Alcuni politici e giornalisti hanno travisato una dichiarazione della commissaria al mercato interno Gospodinova

Si sta cercando in questi giorni di diffondere la notizia di una presunta minaccia di procedura di infrazione da parte della Commissione europea. Si tratta di una colossale e spudorata “fake news”. Infatti, durante il briefing di ieri, la portavoce della Commissione europea per il mercato interno Sonya Gospodinova ha semplicemente detto che quella sulle concessioni demaniali «è una discussione che va avanti da molto tempo con le autorità italiane» e che gli uffici della Commissione Ue «intendono proseguire il dialogo con le autorità italiane».

Tale dichiarazione è stata trasformata subdolamente, da parte dei soliti nemici dichiarati dei balneari italiani, nel preannuncio di una procedura di infrazione e nella contrarietà della Commissione europea a quanto appena approvato dalla Camera dei deputati per il rafforzamento della proroga dei 15 anni. Niente di più falso!

È bene precisare che dal 1° gennaio 2019 (data di entrata in vigore della legge n. 145/2018 che ha disposto l’estensione di 15 anni) la Commissione europea ha avviato a carico del nostro paese ben 35 procedure fra messe in mora e pareri motivati e che attualmente sono pendenti 91 procedure di infrazione.
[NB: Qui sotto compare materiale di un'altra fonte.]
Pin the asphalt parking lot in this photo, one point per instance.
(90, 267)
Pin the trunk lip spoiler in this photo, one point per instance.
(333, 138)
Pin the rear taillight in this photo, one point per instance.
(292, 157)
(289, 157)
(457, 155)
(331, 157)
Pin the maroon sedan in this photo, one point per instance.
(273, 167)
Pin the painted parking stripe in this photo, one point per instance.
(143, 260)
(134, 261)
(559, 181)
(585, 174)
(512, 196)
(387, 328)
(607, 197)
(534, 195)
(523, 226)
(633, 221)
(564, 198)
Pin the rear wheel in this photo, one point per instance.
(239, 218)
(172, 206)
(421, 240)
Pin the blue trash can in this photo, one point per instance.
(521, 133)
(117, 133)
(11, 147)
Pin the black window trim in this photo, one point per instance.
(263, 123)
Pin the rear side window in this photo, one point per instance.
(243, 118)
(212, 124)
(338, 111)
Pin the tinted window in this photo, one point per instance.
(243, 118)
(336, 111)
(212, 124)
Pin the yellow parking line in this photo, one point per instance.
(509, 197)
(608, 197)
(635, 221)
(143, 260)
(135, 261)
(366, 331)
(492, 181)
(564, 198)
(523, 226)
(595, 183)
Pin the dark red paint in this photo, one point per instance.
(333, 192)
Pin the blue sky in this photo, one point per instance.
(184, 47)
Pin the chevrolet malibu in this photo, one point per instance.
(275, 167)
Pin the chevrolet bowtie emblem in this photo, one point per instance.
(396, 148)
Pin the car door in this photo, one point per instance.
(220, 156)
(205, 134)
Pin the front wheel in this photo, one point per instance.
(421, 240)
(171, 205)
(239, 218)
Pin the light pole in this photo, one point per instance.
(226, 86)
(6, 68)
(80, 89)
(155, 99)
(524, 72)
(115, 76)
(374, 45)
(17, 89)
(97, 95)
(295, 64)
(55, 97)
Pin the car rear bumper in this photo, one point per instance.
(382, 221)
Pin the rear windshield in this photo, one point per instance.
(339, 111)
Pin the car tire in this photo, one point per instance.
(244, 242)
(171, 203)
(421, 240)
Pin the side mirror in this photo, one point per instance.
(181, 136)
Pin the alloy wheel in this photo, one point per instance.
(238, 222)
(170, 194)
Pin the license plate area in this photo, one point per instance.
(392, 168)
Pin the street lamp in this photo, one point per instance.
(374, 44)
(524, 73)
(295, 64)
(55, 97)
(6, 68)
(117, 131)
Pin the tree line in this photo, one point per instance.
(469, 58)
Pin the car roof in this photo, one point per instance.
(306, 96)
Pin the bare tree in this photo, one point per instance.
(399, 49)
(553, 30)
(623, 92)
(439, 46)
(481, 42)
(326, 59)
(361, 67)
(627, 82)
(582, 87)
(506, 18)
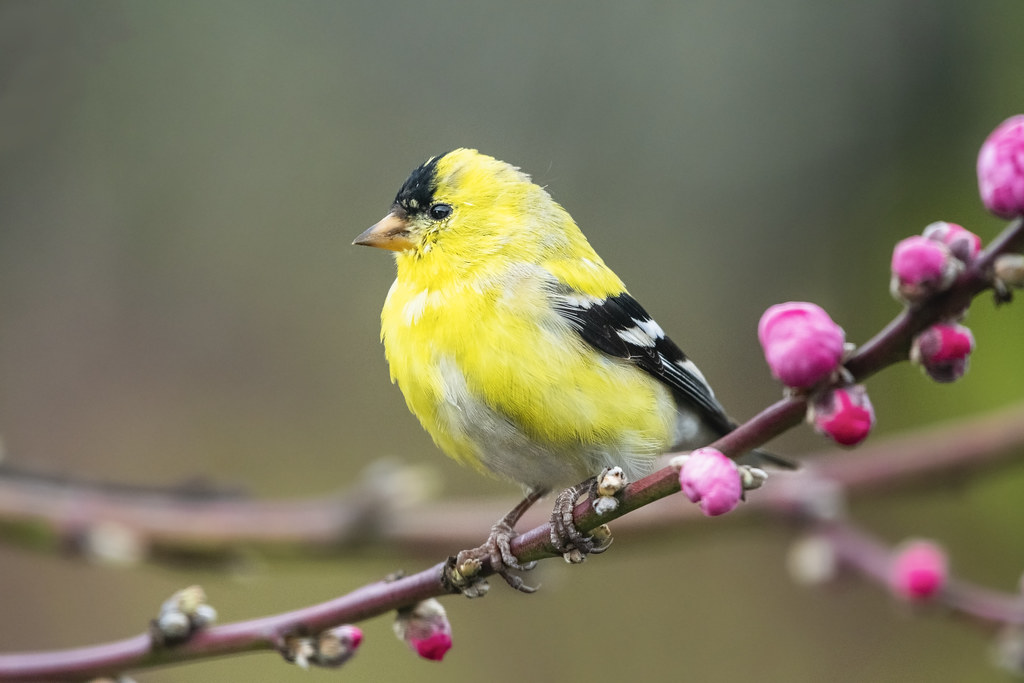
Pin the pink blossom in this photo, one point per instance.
(844, 415)
(943, 350)
(432, 647)
(426, 629)
(802, 345)
(712, 480)
(1000, 169)
(964, 244)
(919, 570)
(921, 267)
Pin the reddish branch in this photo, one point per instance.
(861, 469)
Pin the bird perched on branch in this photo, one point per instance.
(519, 350)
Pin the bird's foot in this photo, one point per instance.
(565, 537)
(461, 572)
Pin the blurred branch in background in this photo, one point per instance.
(815, 497)
(386, 505)
(182, 522)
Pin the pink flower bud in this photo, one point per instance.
(712, 480)
(964, 244)
(801, 343)
(921, 267)
(943, 350)
(1000, 169)
(844, 415)
(919, 570)
(425, 628)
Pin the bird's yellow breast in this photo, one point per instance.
(502, 382)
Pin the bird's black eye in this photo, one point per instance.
(439, 211)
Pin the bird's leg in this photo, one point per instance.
(569, 541)
(498, 550)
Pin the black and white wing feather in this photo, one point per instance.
(620, 327)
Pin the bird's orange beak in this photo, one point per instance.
(390, 232)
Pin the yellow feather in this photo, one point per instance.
(494, 373)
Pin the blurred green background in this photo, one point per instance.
(179, 184)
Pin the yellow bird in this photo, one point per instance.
(518, 349)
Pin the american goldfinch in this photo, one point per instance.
(518, 349)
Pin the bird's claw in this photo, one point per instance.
(573, 545)
(461, 572)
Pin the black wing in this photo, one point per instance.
(620, 327)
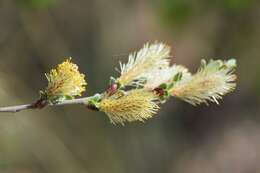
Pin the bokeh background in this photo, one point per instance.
(35, 35)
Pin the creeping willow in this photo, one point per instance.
(145, 81)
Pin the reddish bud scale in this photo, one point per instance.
(112, 89)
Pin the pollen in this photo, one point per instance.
(65, 80)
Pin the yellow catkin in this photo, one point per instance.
(210, 83)
(135, 105)
(65, 80)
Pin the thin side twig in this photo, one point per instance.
(18, 108)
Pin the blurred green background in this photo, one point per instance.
(35, 35)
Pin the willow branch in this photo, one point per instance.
(18, 108)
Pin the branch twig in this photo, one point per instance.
(18, 108)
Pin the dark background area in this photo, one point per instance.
(35, 35)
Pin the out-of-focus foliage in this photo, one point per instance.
(179, 11)
(36, 3)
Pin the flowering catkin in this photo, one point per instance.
(165, 75)
(135, 105)
(210, 83)
(141, 64)
(65, 80)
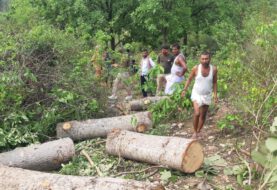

Nessuna di queste ha riguardato le concessioni demaniali marittime, a conferma della solidità giuridica della disposizione.

Sinora gli attacchi alla proroga delle concessioni demaniali non sono provenuti dalle istituzione europee, ma solo ed esclusivamente da ben precisi ambienti politici del nostro paese interessati ad avere visibilità e facile consenso a spese di 30 mila aziende italiane e in danno del paese.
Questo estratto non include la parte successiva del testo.